# Median, Standardabweichung



## Affi (18. Okt 2005)

Hallo, also ich habe folgendes Problem. Ich soll einen Mittelwert, Standardabweichung und Median einer Zahlenreihe in einer Datei programmieren und ich habe absolut keine Ahnung, wie ich anfangen soll. Kann mir hier jemand helfen? Die Formeln habe ich mir schon herausgesucht, aber bei der Umsetzung flockt es noch nicht so ganz. Bitte um Hilfe !!!! Lieben Gruß Frolic


----------



## Kostian (18. Okt 2005)

1.  eine Arraylist oder so einlesen. 

2. Den entsprechenden Container sortieren. 

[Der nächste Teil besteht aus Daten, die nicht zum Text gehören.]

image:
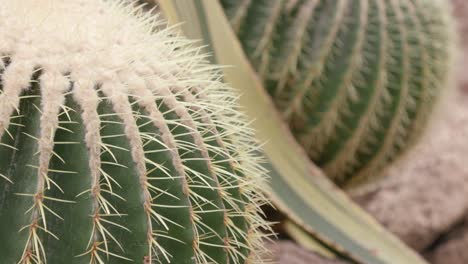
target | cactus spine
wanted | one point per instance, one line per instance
(119, 142)
(355, 80)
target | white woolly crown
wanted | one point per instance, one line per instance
(91, 47)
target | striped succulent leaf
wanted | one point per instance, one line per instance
(356, 80)
(119, 142)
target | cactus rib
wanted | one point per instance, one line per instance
(119, 142)
(365, 82)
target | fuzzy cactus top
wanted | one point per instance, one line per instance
(119, 142)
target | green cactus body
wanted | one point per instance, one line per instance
(119, 143)
(355, 80)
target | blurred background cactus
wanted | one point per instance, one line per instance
(356, 81)
(119, 143)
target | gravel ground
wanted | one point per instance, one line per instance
(423, 199)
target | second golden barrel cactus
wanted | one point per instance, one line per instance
(355, 80)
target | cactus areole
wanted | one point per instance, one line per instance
(355, 80)
(119, 143)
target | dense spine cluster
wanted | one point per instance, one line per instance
(355, 79)
(119, 142)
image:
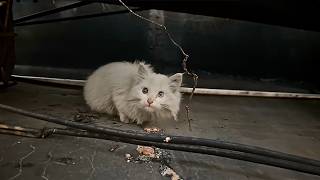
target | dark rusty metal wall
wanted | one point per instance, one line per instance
(7, 44)
(215, 45)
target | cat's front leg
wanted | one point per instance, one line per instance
(124, 118)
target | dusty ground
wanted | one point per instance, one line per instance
(287, 125)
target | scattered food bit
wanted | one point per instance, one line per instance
(167, 171)
(167, 139)
(113, 148)
(146, 151)
(65, 161)
(85, 117)
(129, 157)
(152, 130)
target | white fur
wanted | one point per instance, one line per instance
(116, 89)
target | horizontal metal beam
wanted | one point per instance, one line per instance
(52, 11)
(76, 17)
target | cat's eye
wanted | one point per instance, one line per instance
(160, 93)
(145, 90)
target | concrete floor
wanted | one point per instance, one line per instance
(287, 125)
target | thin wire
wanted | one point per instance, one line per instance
(184, 61)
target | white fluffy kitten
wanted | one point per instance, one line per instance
(134, 92)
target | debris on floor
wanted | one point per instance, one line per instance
(167, 171)
(152, 130)
(128, 157)
(167, 139)
(146, 151)
(113, 148)
(85, 117)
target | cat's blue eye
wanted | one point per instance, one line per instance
(145, 90)
(160, 94)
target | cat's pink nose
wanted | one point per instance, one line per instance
(150, 101)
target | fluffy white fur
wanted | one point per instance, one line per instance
(119, 88)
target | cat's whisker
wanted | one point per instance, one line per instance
(165, 107)
(133, 100)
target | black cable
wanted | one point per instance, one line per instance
(173, 139)
(203, 150)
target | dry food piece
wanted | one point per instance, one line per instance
(167, 171)
(128, 157)
(167, 139)
(152, 130)
(146, 151)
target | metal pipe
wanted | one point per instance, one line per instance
(76, 17)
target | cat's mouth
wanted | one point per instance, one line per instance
(149, 108)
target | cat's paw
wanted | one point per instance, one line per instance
(139, 122)
(124, 118)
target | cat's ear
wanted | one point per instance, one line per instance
(175, 81)
(142, 73)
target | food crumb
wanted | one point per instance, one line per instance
(167, 139)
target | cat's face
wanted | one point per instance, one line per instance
(156, 92)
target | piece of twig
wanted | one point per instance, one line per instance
(43, 175)
(92, 166)
(21, 161)
(184, 61)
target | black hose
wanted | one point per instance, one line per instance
(276, 158)
(203, 150)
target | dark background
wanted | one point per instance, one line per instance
(217, 47)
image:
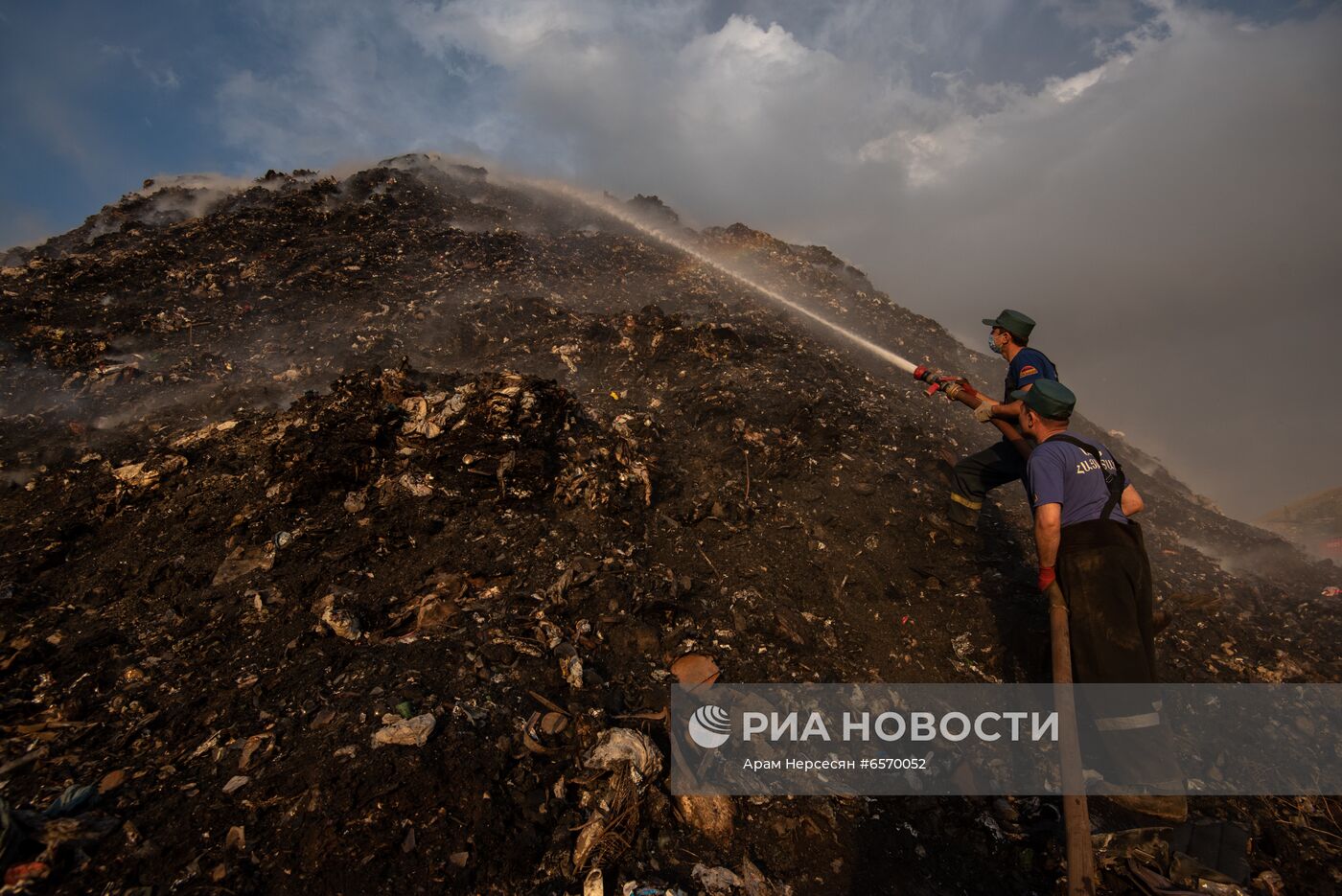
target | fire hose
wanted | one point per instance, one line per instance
(1080, 858)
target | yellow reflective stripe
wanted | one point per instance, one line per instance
(1129, 722)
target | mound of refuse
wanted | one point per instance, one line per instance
(355, 531)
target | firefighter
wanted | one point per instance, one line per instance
(976, 475)
(1089, 543)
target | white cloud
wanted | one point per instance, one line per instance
(1180, 183)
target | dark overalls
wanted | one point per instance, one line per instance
(1106, 577)
(979, 473)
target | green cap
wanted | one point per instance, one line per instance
(1049, 399)
(1016, 324)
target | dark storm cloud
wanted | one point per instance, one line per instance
(1156, 183)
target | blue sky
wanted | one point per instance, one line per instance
(104, 94)
(1130, 172)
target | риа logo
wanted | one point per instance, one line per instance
(710, 725)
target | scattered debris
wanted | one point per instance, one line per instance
(536, 470)
(408, 732)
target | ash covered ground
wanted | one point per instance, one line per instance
(286, 464)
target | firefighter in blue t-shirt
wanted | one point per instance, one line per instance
(979, 473)
(1089, 543)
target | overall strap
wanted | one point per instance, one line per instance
(1113, 480)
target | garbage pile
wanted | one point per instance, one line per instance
(353, 531)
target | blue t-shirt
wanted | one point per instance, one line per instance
(1063, 473)
(1027, 366)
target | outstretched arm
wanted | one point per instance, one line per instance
(1049, 533)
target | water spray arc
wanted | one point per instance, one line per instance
(624, 217)
(1080, 862)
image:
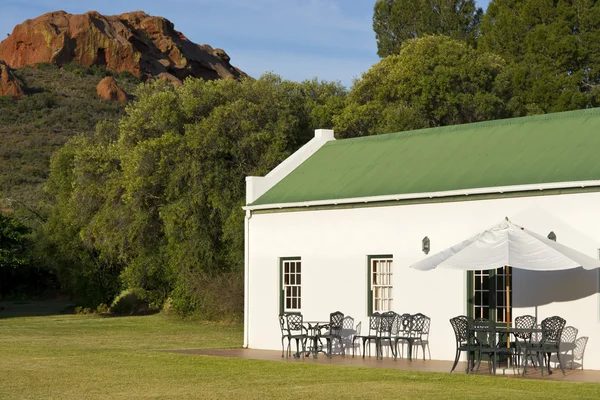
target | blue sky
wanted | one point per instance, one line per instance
(332, 40)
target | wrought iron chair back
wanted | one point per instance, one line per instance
(569, 335)
(579, 351)
(418, 324)
(284, 332)
(374, 322)
(336, 320)
(295, 324)
(552, 328)
(460, 325)
(484, 333)
(524, 322)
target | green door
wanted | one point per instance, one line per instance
(489, 294)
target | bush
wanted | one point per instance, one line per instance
(214, 298)
(129, 302)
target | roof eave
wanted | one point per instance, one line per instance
(430, 195)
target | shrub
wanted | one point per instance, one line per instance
(217, 297)
(129, 302)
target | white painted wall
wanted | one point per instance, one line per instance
(334, 245)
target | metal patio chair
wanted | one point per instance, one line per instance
(335, 331)
(297, 331)
(490, 344)
(374, 321)
(464, 340)
(284, 333)
(421, 325)
(526, 323)
(567, 344)
(402, 331)
(385, 333)
(552, 328)
(579, 352)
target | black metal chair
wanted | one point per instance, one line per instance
(567, 344)
(420, 332)
(579, 352)
(464, 341)
(336, 320)
(297, 331)
(402, 331)
(284, 333)
(385, 333)
(490, 343)
(552, 328)
(374, 321)
(526, 323)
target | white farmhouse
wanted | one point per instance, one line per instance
(338, 210)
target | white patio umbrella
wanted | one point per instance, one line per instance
(507, 244)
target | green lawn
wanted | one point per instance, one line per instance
(79, 357)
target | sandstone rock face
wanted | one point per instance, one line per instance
(109, 90)
(10, 85)
(136, 42)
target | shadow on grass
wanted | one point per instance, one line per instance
(36, 308)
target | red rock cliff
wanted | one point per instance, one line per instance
(136, 42)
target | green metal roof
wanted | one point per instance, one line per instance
(560, 147)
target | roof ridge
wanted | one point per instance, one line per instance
(472, 125)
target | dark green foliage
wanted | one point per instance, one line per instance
(20, 274)
(128, 302)
(57, 105)
(154, 203)
(396, 21)
(434, 81)
(13, 242)
(552, 50)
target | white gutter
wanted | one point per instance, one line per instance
(247, 277)
(430, 195)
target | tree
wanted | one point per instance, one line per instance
(153, 204)
(434, 81)
(552, 51)
(396, 21)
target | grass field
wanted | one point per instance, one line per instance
(68, 356)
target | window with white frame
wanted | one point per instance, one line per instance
(291, 284)
(380, 283)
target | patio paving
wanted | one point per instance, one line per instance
(401, 364)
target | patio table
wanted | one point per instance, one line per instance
(500, 332)
(314, 328)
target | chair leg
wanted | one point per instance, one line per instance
(456, 361)
(560, 363)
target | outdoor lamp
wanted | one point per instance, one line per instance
(425, 245)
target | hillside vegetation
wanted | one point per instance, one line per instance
(59, 103)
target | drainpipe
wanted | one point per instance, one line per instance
(247, 276)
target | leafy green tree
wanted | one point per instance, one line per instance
(13, 242)
(434, 81)
(396, 21)
(153, 204)
(552, 51)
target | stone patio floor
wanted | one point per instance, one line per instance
(573, 375)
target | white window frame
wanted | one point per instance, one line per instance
(291, 284)
(381, 283)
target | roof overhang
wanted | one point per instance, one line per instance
(430, 195)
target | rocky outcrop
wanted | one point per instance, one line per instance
(109, 90)
(10, 85)
(136, 42)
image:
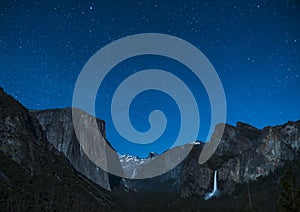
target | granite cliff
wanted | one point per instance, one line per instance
(244, 154)
(33, 174)
(58, 127)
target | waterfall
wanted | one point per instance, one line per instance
(215, 182)
(215, 190)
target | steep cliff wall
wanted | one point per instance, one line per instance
(58, 127)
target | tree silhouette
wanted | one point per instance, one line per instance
(290, 194)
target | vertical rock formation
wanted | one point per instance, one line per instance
(33, 174)
(58, 127)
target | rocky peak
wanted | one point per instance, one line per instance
(33, 174)
(58, 127)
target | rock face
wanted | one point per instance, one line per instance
(244, 154)
(58, 127)
(33, 174)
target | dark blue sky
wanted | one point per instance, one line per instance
(253, 45)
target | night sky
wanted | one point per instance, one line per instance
(253, 45)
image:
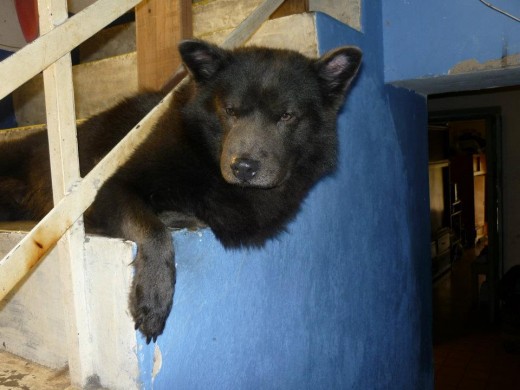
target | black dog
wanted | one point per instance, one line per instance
(238, 149)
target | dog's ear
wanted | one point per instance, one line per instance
(202, 59)
(337, 69)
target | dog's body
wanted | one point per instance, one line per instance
(239, 149)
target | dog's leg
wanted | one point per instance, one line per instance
(121, 213)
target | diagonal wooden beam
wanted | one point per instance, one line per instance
(44, 51)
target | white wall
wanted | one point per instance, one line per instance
(510, 104)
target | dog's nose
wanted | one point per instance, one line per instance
(244, 169)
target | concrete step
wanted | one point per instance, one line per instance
(33, 322)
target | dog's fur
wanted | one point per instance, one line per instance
(238, 149)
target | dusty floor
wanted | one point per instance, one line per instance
(16, 373)
(468, 351)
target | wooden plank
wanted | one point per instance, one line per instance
(64, 161)
(160, 26)
(38, 55)
(291, 7)
(97, 86)
(38, 335)
(346, 11)
(251, 24)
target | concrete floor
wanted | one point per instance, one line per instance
(17, 373)
(468, 351)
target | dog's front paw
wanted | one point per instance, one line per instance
(151, 297)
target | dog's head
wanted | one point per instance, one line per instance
(276, 109)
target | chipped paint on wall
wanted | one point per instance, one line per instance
(473, 65)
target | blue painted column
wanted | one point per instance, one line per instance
(341, 301)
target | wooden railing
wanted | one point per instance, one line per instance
(50, 53)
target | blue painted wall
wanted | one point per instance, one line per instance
(341, 301)
(427, 38)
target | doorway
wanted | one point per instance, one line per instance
(465, 199)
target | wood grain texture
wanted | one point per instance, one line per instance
(160, 26)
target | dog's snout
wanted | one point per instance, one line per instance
(245, 169)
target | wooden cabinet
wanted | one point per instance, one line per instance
(468, 175)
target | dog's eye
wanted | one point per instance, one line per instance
(286, 116)
(230, 111)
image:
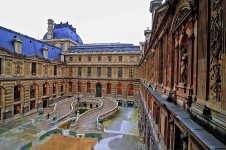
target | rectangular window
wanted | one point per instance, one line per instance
(54, 88)
(120, 58)
(98, 71)
(99, 58)
(89, 71)
(79, 58)
(70, 71)
(109, 58)
(131, 58)
(70, 87)
(131, 72)
(89, 58)
(0, 66)
(32, 91)
(119, 72)
(79, 71)
(55, 70)
(109, 72)
(17, 109)
(33, 68)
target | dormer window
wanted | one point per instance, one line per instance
(18, 45)
(45, 52)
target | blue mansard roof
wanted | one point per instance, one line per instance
(30, 46)
(64, 30)
(108, 47)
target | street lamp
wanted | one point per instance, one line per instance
(78, 100)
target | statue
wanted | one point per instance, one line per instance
(184, 65)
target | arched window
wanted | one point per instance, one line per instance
(70, 86)
(17, 90)
(130, 90)
(32, 91)
(44, 90)
(54, 88)
(88, 90)
(62, 88)
(119, 89)
(109, 88)
(79, 86)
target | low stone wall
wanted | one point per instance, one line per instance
(65, 116)
(108, 114)
(89, 111)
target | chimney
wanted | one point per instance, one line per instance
(153, 6)
(50, 29)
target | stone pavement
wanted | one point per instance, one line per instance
(121, 132)
(87, 122)
(19, 132)
(16, 133)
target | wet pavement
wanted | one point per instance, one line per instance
(121, 132)
(19, 132)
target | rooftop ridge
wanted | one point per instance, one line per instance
(65, 25)
(26, 36)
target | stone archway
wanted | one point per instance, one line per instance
(98, 90)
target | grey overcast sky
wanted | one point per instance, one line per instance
(96, 21)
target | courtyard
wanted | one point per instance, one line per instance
(120, 132)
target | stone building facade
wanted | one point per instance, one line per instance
(35, 74)
(183, 76)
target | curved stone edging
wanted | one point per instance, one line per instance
(55, 106)
(65, 116)
(88, 111)
(100, 126)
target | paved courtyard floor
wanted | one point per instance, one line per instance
(121, 132)
(16, 133)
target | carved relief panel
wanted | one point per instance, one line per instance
(216, 50)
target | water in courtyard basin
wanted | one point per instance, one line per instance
(121, 132)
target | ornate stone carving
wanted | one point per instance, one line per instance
(216, 46)
(184, 65)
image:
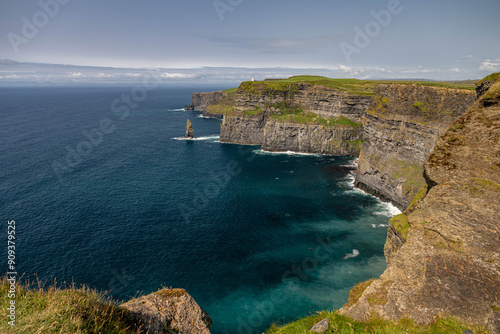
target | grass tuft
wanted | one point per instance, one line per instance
(64, 310)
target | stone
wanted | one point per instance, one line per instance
(167, 311)
(449, 263)
(189, 130)
(321, 326)
(401, 128)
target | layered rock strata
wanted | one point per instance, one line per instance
(449, 262)
(324, 101)
(169, 311)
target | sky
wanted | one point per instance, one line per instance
(365, 39)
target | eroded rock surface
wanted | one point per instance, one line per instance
(450, 262)
(167, 311)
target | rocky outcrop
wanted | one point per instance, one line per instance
(276, 135)
(200, 101)
(189, 130)
(450, 260)
(243, 129)
(401, 127)
(339, 140)
(169, 311)
(324, 101)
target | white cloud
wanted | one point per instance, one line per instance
(490, 65)
(178, 76)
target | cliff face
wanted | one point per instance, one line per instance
(242, 129)
(200, 101)
(299, 117)
(169, 311)
(402, 125)
(324, 101)
(450, 260)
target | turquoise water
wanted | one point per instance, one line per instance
(254, 237)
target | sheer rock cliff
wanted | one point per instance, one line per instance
(401, 127)
(443, 252)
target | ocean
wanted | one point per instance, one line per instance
(105, 192)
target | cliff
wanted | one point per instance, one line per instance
(324, 101)
(66, 309)
(167, 311)
(340, 140)
(448, 261)
(200, 101)
(401, 127)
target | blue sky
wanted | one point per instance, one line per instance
(439, 39)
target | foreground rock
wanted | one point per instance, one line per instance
(167, 311)
(189, 130)
(321, 326)
(401, 127)
(200, 101)
(449, 262)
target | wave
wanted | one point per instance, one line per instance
(353, 164)
(380, 225)
(260, 151)
(354, 254)
(387, 209)
(214, 138)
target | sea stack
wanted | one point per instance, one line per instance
(189, 130)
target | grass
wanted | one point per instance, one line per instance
(63, 310)
(231, 90)
(223, 106)
(491, 77)
(357, 291)
(422, 192)
(344, 325)
(254, 112)
(411, 172)
(353, 86)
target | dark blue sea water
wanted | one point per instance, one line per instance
(254, 237)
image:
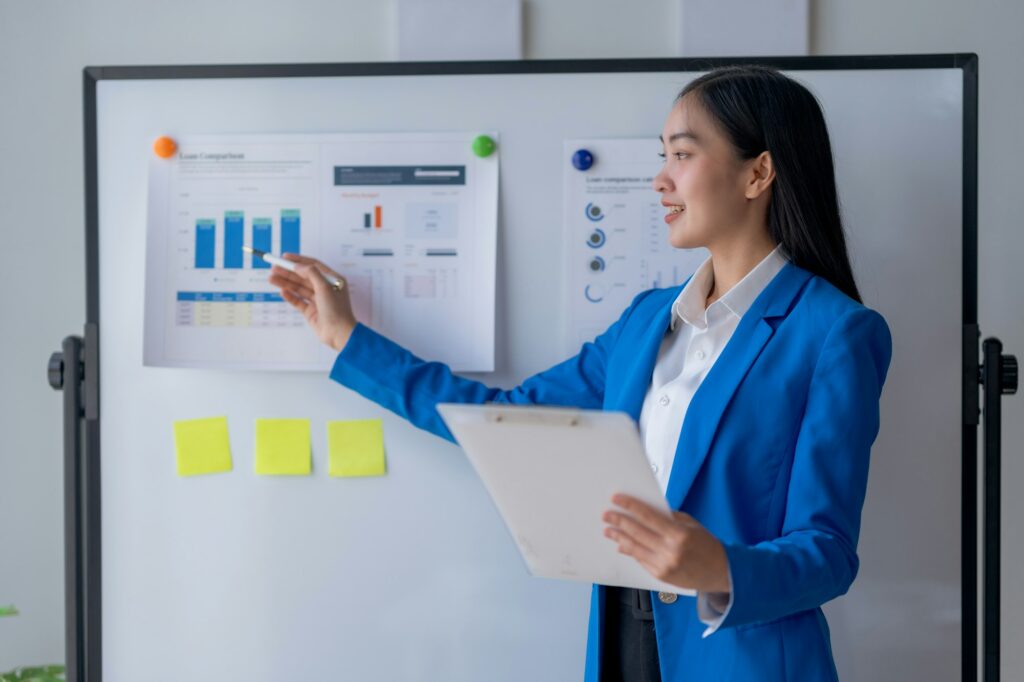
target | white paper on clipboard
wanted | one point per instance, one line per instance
(551, 472)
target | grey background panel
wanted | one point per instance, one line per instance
(413, 576)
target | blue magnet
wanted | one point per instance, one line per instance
(596, 239)
(583, 160)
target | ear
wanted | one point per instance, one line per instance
(762, 174)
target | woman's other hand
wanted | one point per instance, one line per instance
(329, 311)
(674, 549)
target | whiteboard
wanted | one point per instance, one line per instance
(413, 576)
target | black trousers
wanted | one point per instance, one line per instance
(630, 651)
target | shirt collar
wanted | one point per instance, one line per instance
(689, 305)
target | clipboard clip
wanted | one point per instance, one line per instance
(547, 417)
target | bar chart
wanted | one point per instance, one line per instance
(230, 232)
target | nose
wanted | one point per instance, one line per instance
(662, 182)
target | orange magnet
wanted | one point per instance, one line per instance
(165, 147)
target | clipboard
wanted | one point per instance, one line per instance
(551, 472)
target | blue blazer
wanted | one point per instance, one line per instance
(772, 459)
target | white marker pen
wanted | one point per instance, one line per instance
(289, 265)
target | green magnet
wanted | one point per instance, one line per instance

3. Median direkt ablesen. 

4. Alle Werte im Container aufsummieren und anschließend durch die Anzahl der Werte teilen, um den Mittelwert zu bestimmen. 

5. Für jeden Werte das Quadrat der Abweichung vom Mittelwert bestimmen und aufsummieren. Anschließend durch n*(n-1) teilen (n = Anzahl der Werte) und abschließend die Wurzel ziehen, um die Standardabweichung zu erhalten. 

Fertig.


----------



## SnooP (18. Okt 2005)

Schreibe eine Klasse die aus einer Datei die Zahlen einliest und in ein Array packt...

Schreibe Methoden, die das Array als Grundlage nimmt und die entsprechenden Formeln umsetzt.
Fang am besten mit dem Mittelwert an... der sollte ja doch recht einfach sein.

Danach musst du beides kombinieren...

jetzt hast du nen Anfang  - den Rest muss man bei Hausaufgaben alleine machen.


----------



## Guest (18. Okt 2005)

Sollen wir dem Armen nicht helfen ;-) !! Sonst steht der morgen doof in der Schule da  :lol: 

Also, so kannst Du anfangen:

public static void main(String [] args) f 
int n = 10000; // Anzahl der Zufallszahlen 
double [] zufall ; // Die Referenz des Zufallszahlenvektors 
double standardabw; 
double mittelwert; 
double min, max; // Die zu berechnenden Werte 
double sum; // Eine Hilfvariable fuer die Summenbildung 
int i ; // Ein Schleifenzaehler 

sö könntest du anfangen


----------



## SnooP (19. Okt 2005)

hm... so würde ich nu gar nicht anfangen  ... was haben die zufallszahlen zu tun? warum brauch in in der main variablen wie mittelwert etc.? Das ist doch kein Anfang!  .. ich glaub das verwirrt jetzt eher... warum wird ein Schleifenzähler benötigt? 

Mach erstmal ne Methode zum Einlesen der Zahlenreihe, die automatisch das zeug auch in ein Array packt... danach schreibste drei Methoden für Mittelwert etc.
die kannste dann in der main nacheinander aufrufen und ausgeben lassen...


----------



## Affi (19. Okt 2005)

Hey Snoop, 

hört sich gut an. Könntest Du mir wohl den Anfang schreiben, dann schreibe ich die Methoden ??!! Lieben Gruß Affi


----------